I know it's about the RH but since it is in combination with the Schutzhund Club I figured I'd post it here, since ya'll have more insight in the matter. Can anybody give me some more insight information about the RH program and the USCA? I'd really like to put the RH title on my dogs and would actually join the USCA because of it. I know that I have to put the BH on the dogs which I am already working towards (finally got around and scheduled personal training with Deb Zappia). 

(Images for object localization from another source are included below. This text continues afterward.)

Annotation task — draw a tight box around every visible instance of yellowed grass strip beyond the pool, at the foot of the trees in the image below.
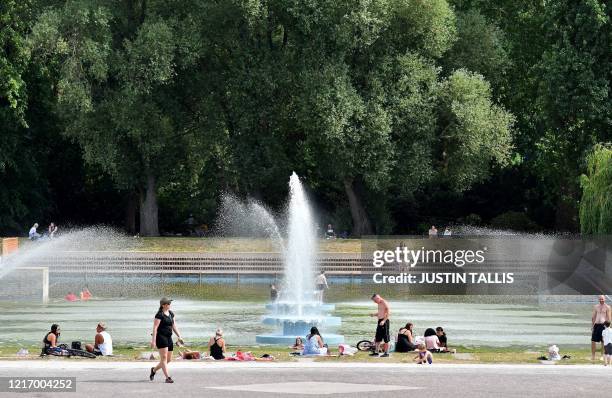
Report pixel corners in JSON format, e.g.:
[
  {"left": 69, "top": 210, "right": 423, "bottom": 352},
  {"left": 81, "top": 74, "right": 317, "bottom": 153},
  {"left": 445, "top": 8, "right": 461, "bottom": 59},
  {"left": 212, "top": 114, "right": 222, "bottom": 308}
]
[{"left": 19, "top": 236, "right": 362, "bottom": 253}]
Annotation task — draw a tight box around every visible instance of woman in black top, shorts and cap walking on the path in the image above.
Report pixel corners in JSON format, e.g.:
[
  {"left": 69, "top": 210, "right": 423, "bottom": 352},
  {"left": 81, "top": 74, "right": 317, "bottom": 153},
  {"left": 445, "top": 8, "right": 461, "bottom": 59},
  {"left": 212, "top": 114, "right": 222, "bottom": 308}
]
[{"left": 149, "top": 297, "right": 183, "bottom": 383}]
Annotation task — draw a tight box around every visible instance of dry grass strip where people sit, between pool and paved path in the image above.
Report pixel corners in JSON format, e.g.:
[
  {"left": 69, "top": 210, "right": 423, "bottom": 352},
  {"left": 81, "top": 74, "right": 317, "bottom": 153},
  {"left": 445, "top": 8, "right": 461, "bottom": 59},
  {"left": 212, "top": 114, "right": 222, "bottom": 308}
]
[{"left": 0, "top": 345, "right": 603, "bottom": 365}]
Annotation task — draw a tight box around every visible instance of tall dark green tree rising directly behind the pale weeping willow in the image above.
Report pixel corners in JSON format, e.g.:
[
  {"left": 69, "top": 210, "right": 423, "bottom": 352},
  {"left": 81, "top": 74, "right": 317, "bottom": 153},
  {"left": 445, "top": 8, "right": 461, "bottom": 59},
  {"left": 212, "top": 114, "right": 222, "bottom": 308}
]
[{"left": 536, "top": 0, "right": 612, "bottom": 230}]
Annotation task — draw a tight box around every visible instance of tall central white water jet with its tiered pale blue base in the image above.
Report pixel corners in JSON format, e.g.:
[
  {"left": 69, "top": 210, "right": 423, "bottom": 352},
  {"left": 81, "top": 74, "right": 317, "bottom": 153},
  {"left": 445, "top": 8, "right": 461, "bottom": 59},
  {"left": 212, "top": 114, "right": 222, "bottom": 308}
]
[{"left": 251, "top": 173, "right": 344, "bottom": 344}]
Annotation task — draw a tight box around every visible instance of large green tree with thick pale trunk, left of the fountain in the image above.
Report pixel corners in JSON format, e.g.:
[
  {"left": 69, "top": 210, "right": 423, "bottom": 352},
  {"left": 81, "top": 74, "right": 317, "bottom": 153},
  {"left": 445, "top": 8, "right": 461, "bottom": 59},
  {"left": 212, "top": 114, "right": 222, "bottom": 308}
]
[{"left": 31, "top": 0, "right": 216, "bottom": 236}]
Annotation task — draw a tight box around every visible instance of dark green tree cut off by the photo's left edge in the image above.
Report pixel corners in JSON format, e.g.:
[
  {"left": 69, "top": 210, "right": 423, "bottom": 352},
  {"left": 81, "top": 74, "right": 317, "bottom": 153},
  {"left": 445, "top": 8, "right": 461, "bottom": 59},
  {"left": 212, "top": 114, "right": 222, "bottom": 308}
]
[{"left": 0, "top": 0, "right": 46, "bottom": 233}]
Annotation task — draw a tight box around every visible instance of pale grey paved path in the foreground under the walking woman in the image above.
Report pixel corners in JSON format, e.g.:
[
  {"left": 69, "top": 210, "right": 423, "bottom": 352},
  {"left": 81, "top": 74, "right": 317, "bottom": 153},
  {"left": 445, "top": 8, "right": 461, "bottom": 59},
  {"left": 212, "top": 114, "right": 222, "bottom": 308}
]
[{"left": 0, "top": 359, "right": 612, "bottom": 398}]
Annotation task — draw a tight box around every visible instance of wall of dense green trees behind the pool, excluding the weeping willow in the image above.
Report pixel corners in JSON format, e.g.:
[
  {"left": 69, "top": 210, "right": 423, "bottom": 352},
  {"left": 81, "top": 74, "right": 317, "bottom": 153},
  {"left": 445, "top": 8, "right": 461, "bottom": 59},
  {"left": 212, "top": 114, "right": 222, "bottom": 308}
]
[{"left": 0, "top": 0, "right": 612, "bottom": 236}]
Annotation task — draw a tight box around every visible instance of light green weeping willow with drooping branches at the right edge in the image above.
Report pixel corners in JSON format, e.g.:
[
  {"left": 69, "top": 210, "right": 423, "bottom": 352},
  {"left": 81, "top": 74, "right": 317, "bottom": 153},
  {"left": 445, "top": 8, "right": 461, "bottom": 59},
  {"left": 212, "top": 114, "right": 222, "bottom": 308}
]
[{"left": 580, "top": 144, "right": 612, "bottom": 235}]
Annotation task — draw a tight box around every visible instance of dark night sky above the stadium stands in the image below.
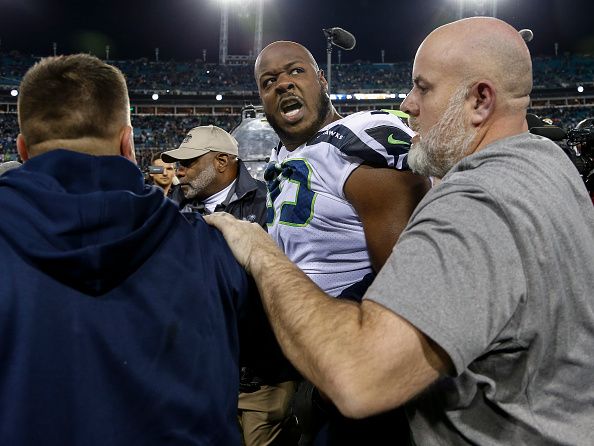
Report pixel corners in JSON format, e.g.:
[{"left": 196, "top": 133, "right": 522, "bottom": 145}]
[{"left": 0, "top": 0, "right": 594, "bottom": 62}]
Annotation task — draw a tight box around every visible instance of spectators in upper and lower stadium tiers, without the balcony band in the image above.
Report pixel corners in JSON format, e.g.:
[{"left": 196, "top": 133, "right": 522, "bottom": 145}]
[{"left": 0, "top": 51, "right": 594, "bottom": 169}]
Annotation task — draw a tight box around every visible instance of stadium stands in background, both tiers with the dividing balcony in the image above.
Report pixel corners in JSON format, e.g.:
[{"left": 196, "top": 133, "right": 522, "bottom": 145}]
[{"left": 0, "top": 51, "right": 594, "bottom": 168}]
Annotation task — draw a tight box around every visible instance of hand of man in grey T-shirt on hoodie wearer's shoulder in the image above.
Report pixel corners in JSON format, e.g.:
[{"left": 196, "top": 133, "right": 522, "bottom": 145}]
[{"left": 204, "top": 212, "right": 276, "bottom": 273}]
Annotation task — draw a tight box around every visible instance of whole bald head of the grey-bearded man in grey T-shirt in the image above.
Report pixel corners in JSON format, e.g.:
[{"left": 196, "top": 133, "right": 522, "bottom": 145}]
[{"left": 400, "top": 17, "right": 532, "bottom": 178}]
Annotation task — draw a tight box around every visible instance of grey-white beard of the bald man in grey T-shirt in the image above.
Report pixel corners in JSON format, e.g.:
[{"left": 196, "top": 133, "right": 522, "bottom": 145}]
[{"left": 408, "top": 87, "right": 477, "bottom": 178}]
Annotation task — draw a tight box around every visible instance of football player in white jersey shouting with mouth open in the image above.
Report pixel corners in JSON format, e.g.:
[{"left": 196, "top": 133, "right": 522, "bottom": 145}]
[{"left": 255, "top": 41, "right": 430, "bottom": 444}]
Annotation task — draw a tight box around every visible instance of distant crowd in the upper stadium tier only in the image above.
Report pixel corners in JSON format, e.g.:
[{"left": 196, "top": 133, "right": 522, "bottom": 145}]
[{"left": 0, "top": 51, "right": 594, "bottom": 94}]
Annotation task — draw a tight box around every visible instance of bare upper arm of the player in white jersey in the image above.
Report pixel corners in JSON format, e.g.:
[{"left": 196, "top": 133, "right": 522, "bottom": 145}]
[{"left": 344, "top": 165, "right": 431, "bottom": 271}]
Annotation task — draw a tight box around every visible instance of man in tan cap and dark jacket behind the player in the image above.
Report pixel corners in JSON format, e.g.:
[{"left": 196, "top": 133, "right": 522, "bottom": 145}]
[{"left": 161, "top": 125, "right": 298, "bottom": 446}]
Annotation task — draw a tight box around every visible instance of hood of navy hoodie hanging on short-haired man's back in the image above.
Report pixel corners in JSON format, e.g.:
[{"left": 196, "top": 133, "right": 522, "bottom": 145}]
[{"left": 0, "top": 149, "right": 179, "bottom": 296}]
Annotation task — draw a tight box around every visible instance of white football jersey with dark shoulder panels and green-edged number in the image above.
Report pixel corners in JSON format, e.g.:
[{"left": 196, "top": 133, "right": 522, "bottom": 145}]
[{"left": 266, "top": 111, "right": 413, "bottom": 296}]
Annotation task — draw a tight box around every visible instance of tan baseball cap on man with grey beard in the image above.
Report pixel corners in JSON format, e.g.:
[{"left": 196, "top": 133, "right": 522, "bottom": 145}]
[{"left": 161, "top": 125, "right": 239, "bottom": 163}]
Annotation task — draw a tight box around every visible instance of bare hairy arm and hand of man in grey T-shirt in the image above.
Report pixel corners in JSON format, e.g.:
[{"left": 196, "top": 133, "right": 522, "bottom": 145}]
[{"left": 205, "top": 213, "right": 449, "bottom": 418}]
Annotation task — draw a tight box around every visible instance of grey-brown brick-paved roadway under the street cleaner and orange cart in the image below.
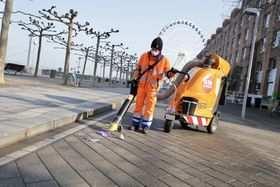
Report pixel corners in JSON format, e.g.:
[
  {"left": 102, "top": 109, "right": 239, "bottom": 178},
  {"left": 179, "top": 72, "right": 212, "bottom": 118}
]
[{"left": 0, "top": 75, "right": 280, "bottom": 187}]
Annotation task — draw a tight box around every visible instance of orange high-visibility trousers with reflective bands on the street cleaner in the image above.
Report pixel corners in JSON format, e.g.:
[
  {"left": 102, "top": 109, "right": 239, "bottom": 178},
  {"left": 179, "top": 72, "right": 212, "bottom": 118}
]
[{"left": 132, "top": 87, "right": 157, "bottom": 129}]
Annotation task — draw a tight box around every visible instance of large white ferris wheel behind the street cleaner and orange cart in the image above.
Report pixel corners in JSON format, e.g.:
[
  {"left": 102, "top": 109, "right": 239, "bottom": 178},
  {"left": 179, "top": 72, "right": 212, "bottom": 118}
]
[{"left": 159, "top": 20, "right": 206, "bottom": 69}]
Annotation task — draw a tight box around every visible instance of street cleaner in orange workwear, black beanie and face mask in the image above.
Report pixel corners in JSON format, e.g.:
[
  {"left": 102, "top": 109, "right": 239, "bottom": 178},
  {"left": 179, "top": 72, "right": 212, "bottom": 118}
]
[{"left": 129, "top": 37, "right": 176, "bottom": 134}]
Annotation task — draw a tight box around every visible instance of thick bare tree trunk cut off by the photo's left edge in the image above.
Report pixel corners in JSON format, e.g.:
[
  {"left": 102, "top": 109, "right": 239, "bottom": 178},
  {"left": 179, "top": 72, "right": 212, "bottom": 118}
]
[{"left": 0, "top": 0, "right": 13, "bottom": 86}]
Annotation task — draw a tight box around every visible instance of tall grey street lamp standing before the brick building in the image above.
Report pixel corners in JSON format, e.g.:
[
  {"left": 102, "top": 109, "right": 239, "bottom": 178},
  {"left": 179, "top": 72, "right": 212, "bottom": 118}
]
[{"left": 241, "top": 8, "right": 259, "bottom": 120}]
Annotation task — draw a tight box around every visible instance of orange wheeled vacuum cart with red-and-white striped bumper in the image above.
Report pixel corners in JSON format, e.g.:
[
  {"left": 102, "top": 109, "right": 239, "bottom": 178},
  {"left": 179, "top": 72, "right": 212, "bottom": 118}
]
[{"left": 164, "top": 54, "right": 230, "bottom": 133}]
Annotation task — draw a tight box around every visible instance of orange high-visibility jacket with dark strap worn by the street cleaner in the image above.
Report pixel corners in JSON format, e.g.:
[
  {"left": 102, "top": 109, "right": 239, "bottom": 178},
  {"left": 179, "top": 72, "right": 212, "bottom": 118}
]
[{"left": 134, "top": 51, "right": 174, "bottom": 93}]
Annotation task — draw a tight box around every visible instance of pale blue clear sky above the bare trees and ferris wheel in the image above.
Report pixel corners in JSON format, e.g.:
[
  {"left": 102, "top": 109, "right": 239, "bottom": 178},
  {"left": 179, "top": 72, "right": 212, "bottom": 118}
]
[{"left": 0, "top": 0, "right": 236, "bottom": 75}]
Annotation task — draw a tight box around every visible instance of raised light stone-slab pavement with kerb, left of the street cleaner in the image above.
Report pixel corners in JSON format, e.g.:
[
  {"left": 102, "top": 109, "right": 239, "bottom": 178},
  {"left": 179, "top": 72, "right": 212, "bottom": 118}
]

Which Schutzhund Clubs out there actually hold RH Trials? How many are held during the year? Are the Judges flown in or is there finally a Judge in the US. I know there is a liason if I understood it correctly. 

Thanks for the info.


----------



## lhczth (Apr 5, 2000)

There are USCA clubs that hold the RH. Many just don't think about it. We have 10 judges that can judge an RH1. You might have to put out a request to a club to offer the RH1 in their trial.


----------



## Mrs.K (Jul 14, 2009)

I guess it would probably make things much easier joinin the USCA and ordering the Magazines to stay updated on the matters, isn't it?


----------



## lhczth (Apr 5, 2000)

Yes.


----------



## lhczth (Apr 5, 2000)

The magazine comes with membership.


----------



## BlackthornGSD (Feb 25, 2010)

Mrs.K said:


> I know it's about the RH but since it is in combination with the Schutzhund Club I figured I'd post it here, since ya'll have more insight in the matter. Can anybody give me some more insight information about the RH program and the USCA? I'd really like to put the RH title on my dogs and would actually join the USCA because of it. I know that I have to put the BH on the dogs which I am already working towards (finally got around and scheduled personal training with Deb Zappia).
> 
> Which Schutzhund Clubs out there actually hold RH Trials? How many are held during the year? Are the Judges flown in or is there finally a Judge in the US. I know there is a liason if I understood it correctly.
> 
> Thanks for the info.


In your area, Karen MacIntyre's schutzhund club recently hosted an IRO seminar and trial.


----------



## Mrs.K (Jul 14, 2009)

BlackthornGSD said:


> In your area, Karen MacIntyre's schutzhund club recently hosted an IRO seminar and trial.


Is that the Empire Club?


----------